YouTube’s advertising revenue has yet to reach a ceiling in its exponential growth. In Alphabet’s recent earnings call, the company claimed $8.9 billion in quarterly revenue from YouTube ads alone. At this rate, YouTube ads revenue could match that of the entire broadcast advertising industry for 2024.
Meanwhile, the television market continues to decline thanks to cord-cutting—which bodes well for YouTube’s long-term outlook.
A good short- and long-term outlook
YouTube’s advertising revenue is about to hit a new peak. With $8.9 billion in Q3 revenue, the company has reported $25.7 billion for the year so far. That puts YouTube over $3 billion ahead of where it was at this time last year. ( For reference, it added $2 billion to its revenue between 2022 and 2023.)
Television ads are bottoming out right around the same time. In 2023, the entire broadcast industry made $33.84 billion in ad revenue; YouTube made $31.51 billion. Almost every major television company, from Warner Bros Discovery to NBCUniversal, saw significant advertising declines in 2023. There’s some basic market inertia: As YouTube rises, television falls.
While YouTube also gets to control its own advertising revenue by divvying up that money between creators, there’s no centralized “television” industry collecting advertising revenue. Rather, it’s a collection of channels who all work independently, making business operations even more difficult.

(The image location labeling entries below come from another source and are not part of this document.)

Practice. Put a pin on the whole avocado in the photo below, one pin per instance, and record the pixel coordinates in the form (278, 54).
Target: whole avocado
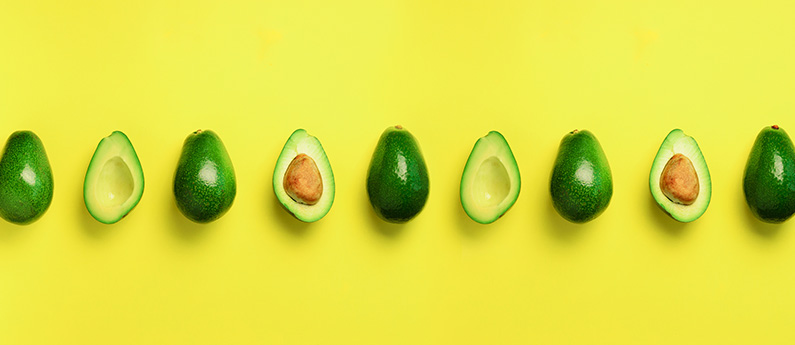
(204, 183)
(581, 185)
(397, 180)
(769, 179)
(26, 183)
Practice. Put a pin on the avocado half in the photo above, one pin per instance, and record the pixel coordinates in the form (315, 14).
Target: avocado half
(491, 182)
(302, 180)
(114, 181)
(679, 180)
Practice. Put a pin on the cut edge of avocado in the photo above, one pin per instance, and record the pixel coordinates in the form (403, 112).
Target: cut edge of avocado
(114, 180)
(300, 142)
(491, 182)
(677, 142)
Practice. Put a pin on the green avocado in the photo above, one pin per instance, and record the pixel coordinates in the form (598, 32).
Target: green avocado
(679, 179)
(26, 183)
(581, 183)
(302, 179)
(769, 179)
(490, 183)
(204, 183)
(397, 180)
(114, 180)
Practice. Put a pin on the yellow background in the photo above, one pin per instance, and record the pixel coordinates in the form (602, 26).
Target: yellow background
(449, 71)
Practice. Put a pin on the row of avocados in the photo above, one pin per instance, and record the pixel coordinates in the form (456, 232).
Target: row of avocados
(581, 184)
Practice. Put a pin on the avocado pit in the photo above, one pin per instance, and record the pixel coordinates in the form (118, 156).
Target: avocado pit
(302, 180)
(679, 180)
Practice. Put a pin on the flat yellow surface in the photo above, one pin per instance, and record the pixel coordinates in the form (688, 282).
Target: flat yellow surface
(449, 71)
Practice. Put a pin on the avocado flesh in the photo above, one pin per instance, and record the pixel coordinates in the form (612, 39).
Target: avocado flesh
(114, 180)
(677, 142)
(491, 182)
(397, 179)
(204, 182)
(300, 142)
(769, 179)
(26, 183)
(581, 184)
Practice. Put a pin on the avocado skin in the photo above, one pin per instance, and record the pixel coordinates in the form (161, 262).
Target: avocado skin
(20, 201)
(580, 197)
(204, 196)
(769, 179)
(397, 180)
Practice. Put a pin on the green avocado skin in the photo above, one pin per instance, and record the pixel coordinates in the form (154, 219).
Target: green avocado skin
(581, 183)
(204, 183)
(397, 180)
(769, 179)
(26, 183)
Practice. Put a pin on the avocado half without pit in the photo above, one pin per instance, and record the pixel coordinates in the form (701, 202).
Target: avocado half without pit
(679, 179)
(114, 180)
(302, 180)
(490, 183)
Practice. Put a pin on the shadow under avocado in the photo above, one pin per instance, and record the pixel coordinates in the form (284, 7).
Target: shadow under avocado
(10, 231)
(91, 227)
(185, 229)
(764, 230)
(467, 225)
(386, 229)
(664, 222)
(559, 228)
(290, 224)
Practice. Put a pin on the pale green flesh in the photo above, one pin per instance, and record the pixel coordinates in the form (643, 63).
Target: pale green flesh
(114, 181)
(301, 142)
(490, 183)
(678, 142)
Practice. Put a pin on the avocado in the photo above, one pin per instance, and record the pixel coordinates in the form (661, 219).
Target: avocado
(302, 180)
(490, 183)
(26, 183)
(581, 183)
(769, 179)
(204, 183)
(114, 180)
(397, 180)
(679, 179)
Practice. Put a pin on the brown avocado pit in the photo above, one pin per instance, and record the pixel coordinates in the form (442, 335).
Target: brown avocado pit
(302, 180)
(679, 180)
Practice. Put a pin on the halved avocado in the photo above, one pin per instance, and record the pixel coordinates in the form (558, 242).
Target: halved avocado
(679, 178)
(302, 180)
(490, 183)
(114, 181)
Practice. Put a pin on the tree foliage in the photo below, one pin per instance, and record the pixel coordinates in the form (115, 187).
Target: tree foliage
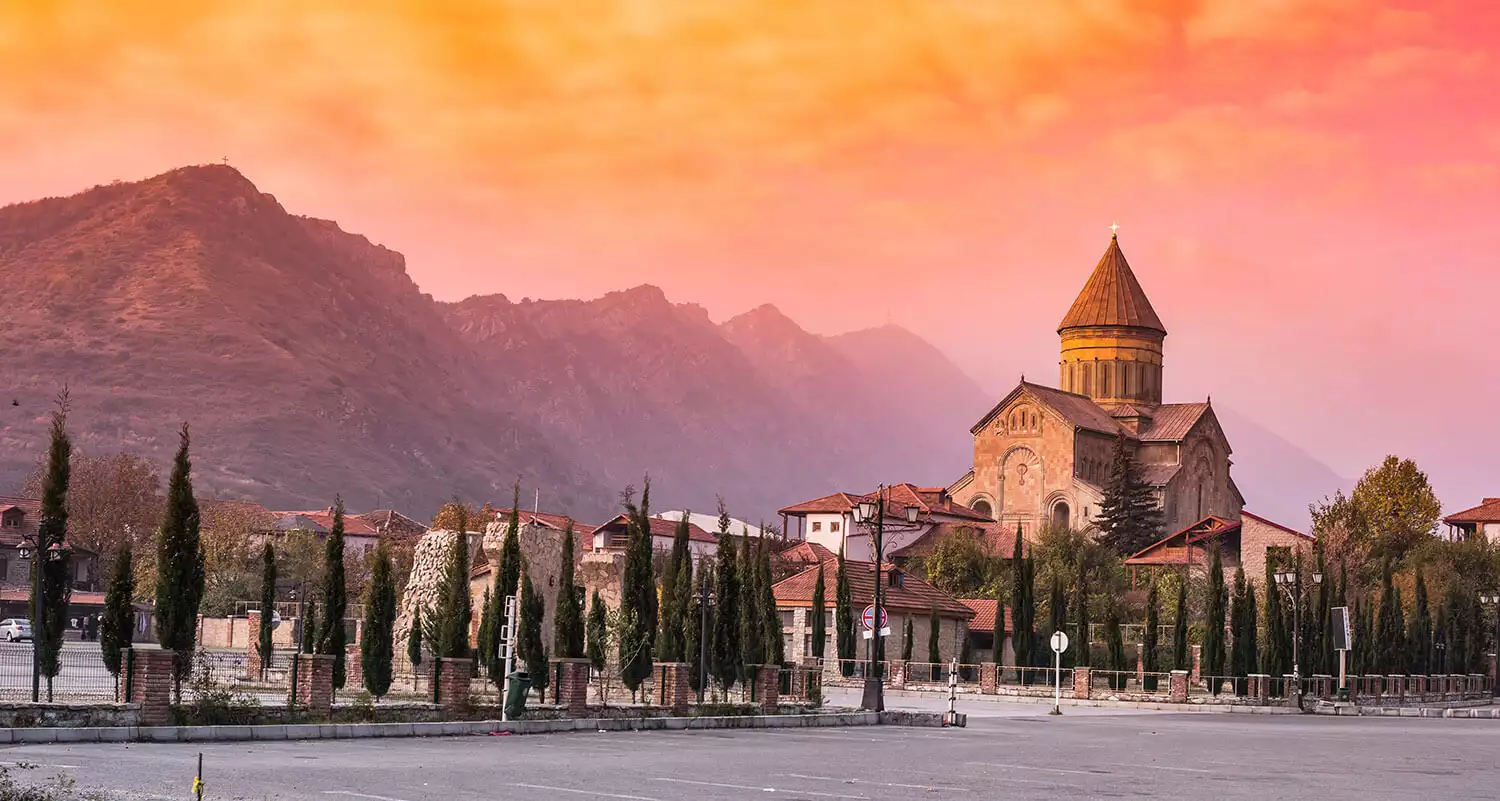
(1130, 518)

That $33.84 billion in broadcast revenue isn’t for one firm; rather, it’s amassed by several smaller companies.
In advertising, the 18-49 demographic is often considered the prime age for viewership. YouTube sits right in this pocket, with 25- to 34-year-olds constituting the largest age group on the platform. YouTube is also hugely popular with kids, which signals good things for its advertising horizon. Not so in the linear TV world, where audiences keep getting older. (The average MSNBC viewer, for example, is 70.)
Why TV ads are now dominated by pharmaceuticals
By now, many advertisers expect that linear television ads will only reach an older audience. The core ad groups in the market now are pharmaceuticals, telecommunication, and professional services. Demand from multigenerational markets, like automotive and retail, has all softened. Feel like TV ads are all hawking the latest drug? That’s advertisers responding to an aging audience.
But television isn’t dead. Rather, the audiences have moved, embracing the now dominant streamers like Netflix and Amazon. These streamers have ad-supported tiers, too, where consumers can pay a lower rate. But the Netflix ad-supported tier has 40 million global monthly active users, compared to the company’s 270 million total subscribers. Because of that diminished audience, many ad buyers have stayed away.
This all leaves video advertisers in a difficult position. Linear TV audiences are on the decline, and their demographics are unfavorable. But streaming audiences are small, given the relative unpopularity of ad tiers. All that leaves is YouTube—and sure enough, its revenue is skyrocketing.